Saturday, March 5, 2011

Little white lies...

I reached my weight loss goal the other day, so I am technically in maintaining mode right now.

It's a weird feeling--a GOOD FEELING! :)

And because I am still counting my points and tracking as part of my maintenance working towards lifetime, I obviously still keep a diligent record.

Today I was tallying things up and writing them down at the end of the day. I found myself in debate over a piece of garlic bread I had with dinner. I KNEW in my heart of hearts that if I honestly counted the points for it, it would be 4 points+.

But I didn't want to. I wanted that bread to magically only be 3 pt+. It makes no sense, I know.
 ONE LOUSY LITTLE POINT.

And so I wrote it in. 3 pt+.

It made me think about how far I have come--where I have been in my life--and what losing all this weight has given me. Do I think that fibbing on my 1 little point would have made me gain back everything I lost or be a total deal breaker on the scale this week? No...no, I don't.

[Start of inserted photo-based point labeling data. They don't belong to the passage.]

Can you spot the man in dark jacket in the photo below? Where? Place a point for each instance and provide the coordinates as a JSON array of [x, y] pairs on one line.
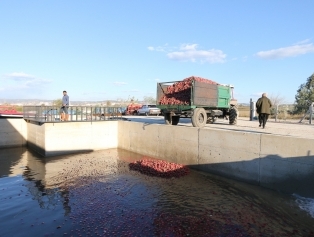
[[64, 116], [263, 106]]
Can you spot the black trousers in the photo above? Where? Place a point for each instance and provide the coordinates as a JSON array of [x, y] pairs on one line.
[[262, 118]]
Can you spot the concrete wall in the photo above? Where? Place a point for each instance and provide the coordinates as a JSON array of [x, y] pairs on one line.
[[277, 162], [51, 139], [12, 132]]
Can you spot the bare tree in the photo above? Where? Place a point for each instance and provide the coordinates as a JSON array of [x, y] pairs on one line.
[[277, 99], [57, 102]]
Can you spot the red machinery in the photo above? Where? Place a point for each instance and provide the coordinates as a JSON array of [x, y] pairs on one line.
[[132, 108]]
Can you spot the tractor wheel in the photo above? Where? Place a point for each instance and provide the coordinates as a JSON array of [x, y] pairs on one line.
[[211, 120], [233, 115], [199, 117], [171, 120], [175, 119]]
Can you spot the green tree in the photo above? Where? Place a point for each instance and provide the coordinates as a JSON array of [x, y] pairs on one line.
[[304, 96], [57, 102]]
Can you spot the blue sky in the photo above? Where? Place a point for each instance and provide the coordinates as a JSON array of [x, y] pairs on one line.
[[108, 50]]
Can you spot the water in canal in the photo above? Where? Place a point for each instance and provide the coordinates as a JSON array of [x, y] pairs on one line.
[[95, 194]]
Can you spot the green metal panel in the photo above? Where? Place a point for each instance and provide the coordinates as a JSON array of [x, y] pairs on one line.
[[224, 96]]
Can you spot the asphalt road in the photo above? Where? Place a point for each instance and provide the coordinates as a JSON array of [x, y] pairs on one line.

But the truth of the matter is, it's the little white lies that got me where I was before...the "I'm only ate a few chips" that really translated into half the previously unopened bag. There is freedom in facing the facts about what you're eating. If I had told myself tonight that my garlic bread was only 3 points, I would forever think of it as only being 3 pts. And I would forever calculate it as that. And what if there is another day, when I don't like another points value...and I decide to fib a little there too...

How many points will it take to get me off track...to lie to myself enough to give up what I have worked so hard for?

I quickly went back and changed the points. 4 pt+ for my piece of garlic bread.

There. I did it. It felt good. It felt real. And honest.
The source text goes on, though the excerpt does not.